OpenAI has introduced a new automatic speech recognition (ASR) system called Whisper as open-source software. According to the business, Whisper allows for a strong transcription in multiple languages as well as translation into English from those languages.
Speech recognition systems, which are at the core of software and services from tech behemoths like Google, Amazon, and Meta, have been developed by countless businesses. Whisper was trained on 680,000 hours of multilingual and "multitask" data gathered from the web, which led to a greater recognition of distinctive dialects, background noise, and technical jargon, but according to OpenAI, this is what makes Whisper unique.
Whisper has flaws, especially regarding text prediction. Whisper may include words in its transcriptions that weren't said, according to OpenAI, because the system was trained on a lot of "noisy" data. This is possibly because Whisper is simultaneously attempting to forecast the next word in audio and to transcribe the audio itself. Whisper also doesn't function equally well across linguistic barriers, exhibiting a higher error rate for speakers of languages underrepresented in the training set.

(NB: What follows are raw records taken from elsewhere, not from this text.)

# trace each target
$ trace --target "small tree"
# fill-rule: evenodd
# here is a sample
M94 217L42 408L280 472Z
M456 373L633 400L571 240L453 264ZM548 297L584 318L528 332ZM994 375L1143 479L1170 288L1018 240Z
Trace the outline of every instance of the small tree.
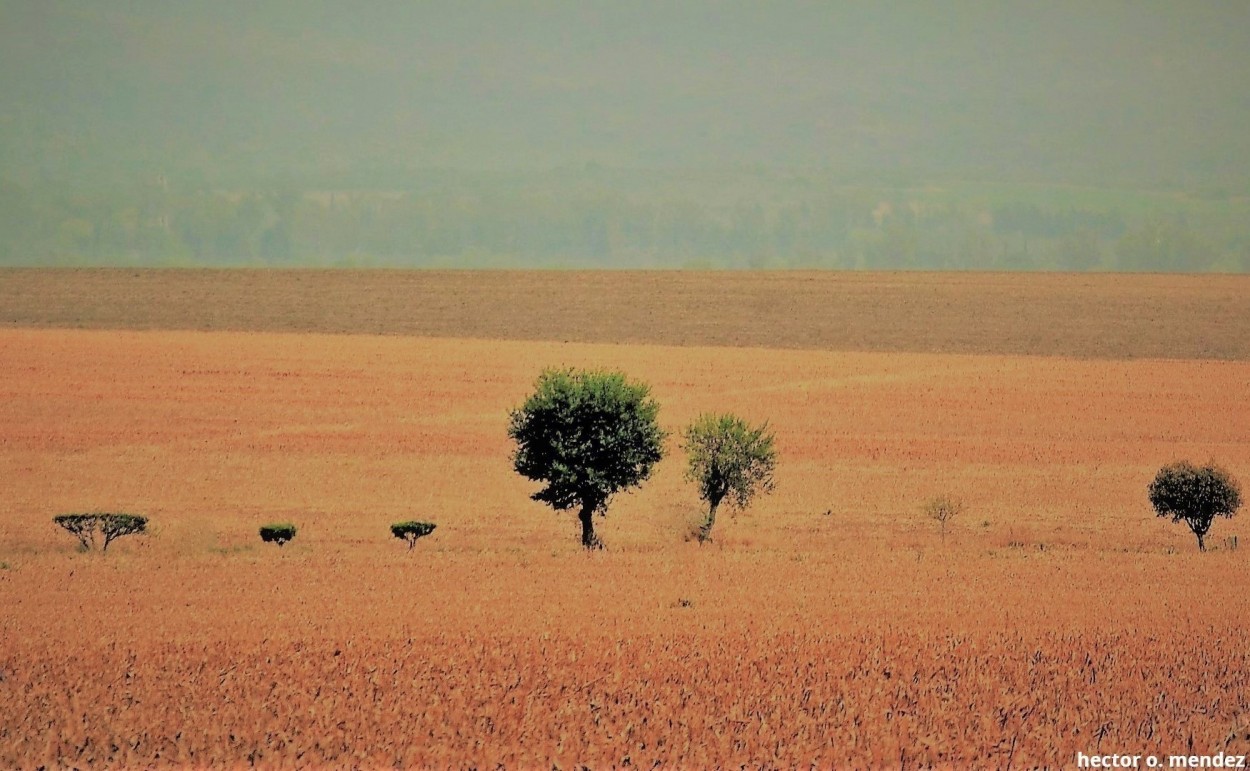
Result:
M434 532L436 525L430 522L396 522L391 525L391 535L408 542L408 550L417 545L418 538L424 538Z
M1216 517L1232 517L1241 508L1241 488L1219 466L1194 466L1180 461L1159 469L1148 488L1150 504L1160 517L1185 521L1206 551L1207 531Z
M752 427L736 415L701 415L686 428L685 440L686 479L699 486L699 497L708 504L698 532L703 543L722 501L743 509L756 494L772 491L777 452L767 423Z
M137 514L62 514L52 521L69 531L84 551L95 546L97 531L104 537L101 551L108 551L109 544L126 535L145 533L148 518Z
M926 501L921 510L924 511L926 517L938 523L942 531L942 540L945 541L946 523L963 513L964 503L949 495L939 495Z
M276 543L278 546L283 546L294 537L295 525L292 525L290 522L262 525L260 528L260 540L265 543Z
M513 467L546 486L531 498L556 511L578 509L582 546L602 548L593 515L617 493L641 485L663 456L659 405L619 372L547 370L509 413Z

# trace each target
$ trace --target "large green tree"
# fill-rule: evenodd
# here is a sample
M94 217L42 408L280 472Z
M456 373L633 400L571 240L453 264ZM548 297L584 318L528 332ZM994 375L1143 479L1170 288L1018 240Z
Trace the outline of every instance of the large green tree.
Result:
M1206 551L1207 532L1218 517L1231 517L1241 508L1237 480L1219 466L1195 466L1188 461L1159 469L1148 489L1150 504L1160 517L1184 521Z
M686 478L698 485L699 497L708 504L698 533L702 543L711 537L723 501L745 508L757 494L773 489L777 451L767 424L751 426L736 415L701 415L685 438Z
M582 545L602 548L594 515L641 485L664 454L659 404L619 372L547 370L510 413L517 473L545 486L531 496L556 511L578 510Z

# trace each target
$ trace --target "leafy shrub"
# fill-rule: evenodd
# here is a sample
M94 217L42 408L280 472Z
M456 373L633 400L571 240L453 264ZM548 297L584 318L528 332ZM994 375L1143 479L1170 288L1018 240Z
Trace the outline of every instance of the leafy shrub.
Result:
M265 543L276 543L279 546L283 546L294 537L295 525L292 525L290 522L262 525L260 528L260 540Z
M418 538L424 538L434 532L435 524L432 522L416 522L409 520L407 522L396 522L391 525L391 535L408 542L408 549L411 550L417 544Z

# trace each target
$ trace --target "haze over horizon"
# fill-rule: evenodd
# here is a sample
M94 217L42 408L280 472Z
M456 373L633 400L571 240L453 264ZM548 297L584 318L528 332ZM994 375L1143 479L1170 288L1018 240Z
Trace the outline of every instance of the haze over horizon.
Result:
M434 185L479 207L530 187L656 207L738 188L731 203L765 218L794 200L779 174L856 188L1250 194L1250 5L1240 2L0 0L0 73L0 203L26 217L60 206L48 188L98 198L154 179L299 195ZM1095 213L1131 229L1130 205ZM623 222L622 206L602 216ZM262 208L262 219L285 216ZM57 227L102 227L62 214ZM834 219L846 230L862 217ZM482 214L466 249L500 253L478 236L506 220ZM103 259L98 245L49 246L18 228L0 222L8 261L57 249ZM1216 240L1226 256L1212 264L1237 268L1239 247ZM648 248L634 251L677 254ZM142 251L104 251L119 249ZM715 243L688 251L718 253ZM871 262L857 254L851 263Z

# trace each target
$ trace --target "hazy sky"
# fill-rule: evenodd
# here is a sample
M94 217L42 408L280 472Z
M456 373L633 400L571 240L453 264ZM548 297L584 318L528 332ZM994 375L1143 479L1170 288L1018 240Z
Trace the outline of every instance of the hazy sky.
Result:
M0 0L3 174L588 162L1244 182L1250 3Z

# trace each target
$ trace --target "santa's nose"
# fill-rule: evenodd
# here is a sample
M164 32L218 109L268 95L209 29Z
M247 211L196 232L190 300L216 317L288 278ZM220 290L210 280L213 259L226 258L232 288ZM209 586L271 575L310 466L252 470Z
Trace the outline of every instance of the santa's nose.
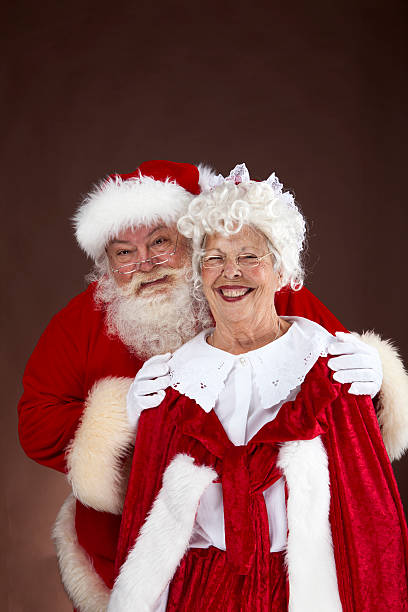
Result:
M150 259L146 259L140 264L139 272L151 272L155 264L150 261Z

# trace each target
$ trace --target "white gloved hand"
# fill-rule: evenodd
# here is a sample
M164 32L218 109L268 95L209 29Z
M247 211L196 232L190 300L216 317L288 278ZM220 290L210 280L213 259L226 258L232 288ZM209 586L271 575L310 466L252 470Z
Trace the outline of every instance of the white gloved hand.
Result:
M352 334L336 332L336 340L329 345L330 355L340 355L327 362L334 370L334 380L352 383L349 393L377 395L383 372L378 351Z
M163 401L165 389L170 386L169 359L171 353L155 355L148 359L130 385L126 410L131 427L135 428L140 413L146 408L154 408Z

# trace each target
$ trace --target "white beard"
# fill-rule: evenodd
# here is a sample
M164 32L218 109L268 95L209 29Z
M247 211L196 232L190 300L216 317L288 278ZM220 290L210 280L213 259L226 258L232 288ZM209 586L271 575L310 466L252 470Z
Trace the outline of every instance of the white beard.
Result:
M147 359L174 352L203 327L210 327L206 303L192 298L188 271L167 268L150 274L135 273L123 287L111 276L102 277L95 301L106 310L108 334L118 336L138 357ZM143 286L164 276L168 277L165 291L160 285Z

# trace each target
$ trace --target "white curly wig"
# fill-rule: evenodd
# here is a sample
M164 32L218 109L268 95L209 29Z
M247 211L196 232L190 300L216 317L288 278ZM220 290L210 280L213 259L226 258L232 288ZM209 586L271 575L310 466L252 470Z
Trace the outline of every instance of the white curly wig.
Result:
M186 215L178 221L181 234L192 239L194 286L201 290L201 258L205 237L236 234L249 225L262 233L275 256L275 271L281 287L300 289L304 271L301 261L306 222L290 192L270 184L223 181L211 191L195 197Z

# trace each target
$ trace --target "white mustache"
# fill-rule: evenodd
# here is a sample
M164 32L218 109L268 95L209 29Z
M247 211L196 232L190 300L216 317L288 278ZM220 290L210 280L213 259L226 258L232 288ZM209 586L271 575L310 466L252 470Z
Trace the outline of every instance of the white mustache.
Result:
M125 286L122 287L123 295L131 296L139 291L139 289L146 283L152 283L154 281L161 280L163 278L180 279L180 270L172 270L166 268L166 270L157 270L149 273L138 273L133 274L132 279ZM182 271L184 273L184 271Z

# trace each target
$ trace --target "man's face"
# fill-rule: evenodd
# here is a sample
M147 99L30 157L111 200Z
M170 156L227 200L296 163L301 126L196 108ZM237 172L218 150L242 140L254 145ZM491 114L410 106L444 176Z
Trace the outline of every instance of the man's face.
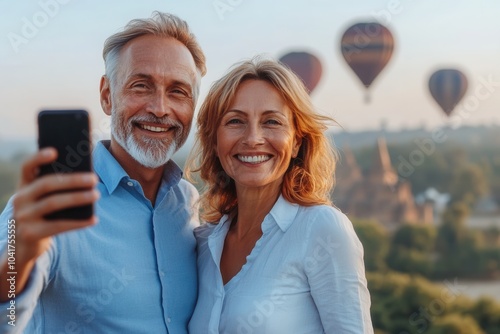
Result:
M107 92L106 82L101 85L119 161L131 156L158 168L171 158L189 134L198 80L193 57L175 39L146 35L123 47Z

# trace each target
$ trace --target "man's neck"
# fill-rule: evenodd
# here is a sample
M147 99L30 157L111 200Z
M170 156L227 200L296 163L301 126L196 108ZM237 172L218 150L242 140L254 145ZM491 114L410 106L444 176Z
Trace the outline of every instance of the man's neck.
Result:
M130 178L139 182L144 191L144 196L149 199L151 205L154 206L165 167L144 167L114 140L111 140L109 152L116 161L118 161Z

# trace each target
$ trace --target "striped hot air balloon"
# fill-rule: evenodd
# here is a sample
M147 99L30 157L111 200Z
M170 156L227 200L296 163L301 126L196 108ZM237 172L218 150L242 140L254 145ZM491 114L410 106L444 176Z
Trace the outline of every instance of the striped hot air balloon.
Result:
M357 23L344 32L340 49L349 67L368 90L391 59L394 38L380 23ZM369 101L368 91L366 101Z
M467 77L456 69L438 70L429 79L429 91L446 116L464 97L467 86Z
M308 52L290 52L280 58L302 79L311 93L321 79L322 66L319 59Z

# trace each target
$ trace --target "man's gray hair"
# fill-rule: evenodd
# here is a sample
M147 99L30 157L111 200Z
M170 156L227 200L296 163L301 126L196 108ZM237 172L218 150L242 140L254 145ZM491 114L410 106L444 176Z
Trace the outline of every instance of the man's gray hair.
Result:
M204 76L207 72L205 55L203 54L196 37L189 30L187 22L173 14L155 11L153 12L151 18L135 19L130 21L125 26L123 31L110 36L104 42L102 56L104 58L106 76L111 81L111 84L115 83L118 58L123 46L134 38L144 35L172 37L178 40L186 46L193 56L194 63L200 72L200 75ZM199 85L195 88L195 101L198 96L198 92Z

"The primary intended users of [the Whisper] models are AI researchers studying robustness, generalization, capabilities, biases and constraints of the current model. However, Whisper is also potentially quite useful as an automatic speech recognition solution for developers, especially for English speech recognition," OpenAI wrote in the GitHub repo for Whisper, from where several versions of the system can be downloaded. "[The models] show strong ASR results in ~10 languages. They may exhibit additional capabilities … if fine-tuned on certain tasks like voice activity detection, speaker classification or speaker diarization but have not been robustly evaluated in these areas."
Unfortunately, that last bit is nothing new to the world of speech recognition. Even the finest systems have biases; a 2020 Stanford study found that systems from Amazon, Apple, Google, IBM, and Microsoft made far fewer mistakes — roughly 35% — with white users than Black users. OpenAI anticipates using Whisper's transcription capabilities to enhance current accessibility tools despite this.
Whisper's debut does not necessarily indicate what OpenAI has in store for the future. While concentrating more on commercial projects like DALL-E 2 and GPT-3, the company is also working on several purely theoretical research lines, such as artificial intelligence systems that learn by watching videos.
About Open AI
OpenAI is a non-profit research organization aiming to develop and guide artificial intelligence (AI) in ways that benefit all humanity. Elon Musk and Sam Altman created the business in 2015, with its headquarters in San Francisco, California. OpenAI was partly developed due to its founders' existential worries about the possibility of disaster by irresponsible use and abuse of general-purpose AI. The organization has a long-term focus on AI's capabilities and basic advancements. With a $1 billion endowment, the company's two founders and other investors launched it. Elon Musk left the organization in February 2018 because of potential conflicts with his work at Tesla, the electronics company founded by Nikola Tesla.
The company's declared goal of developing secure artificial general intelligence for humanity's benefit is mirrored in its intention to interact with other academic institutions and individuals openly. Except in situations where they might have a negative impact on safety, the company's research and patents are meant to be accessible to the general public.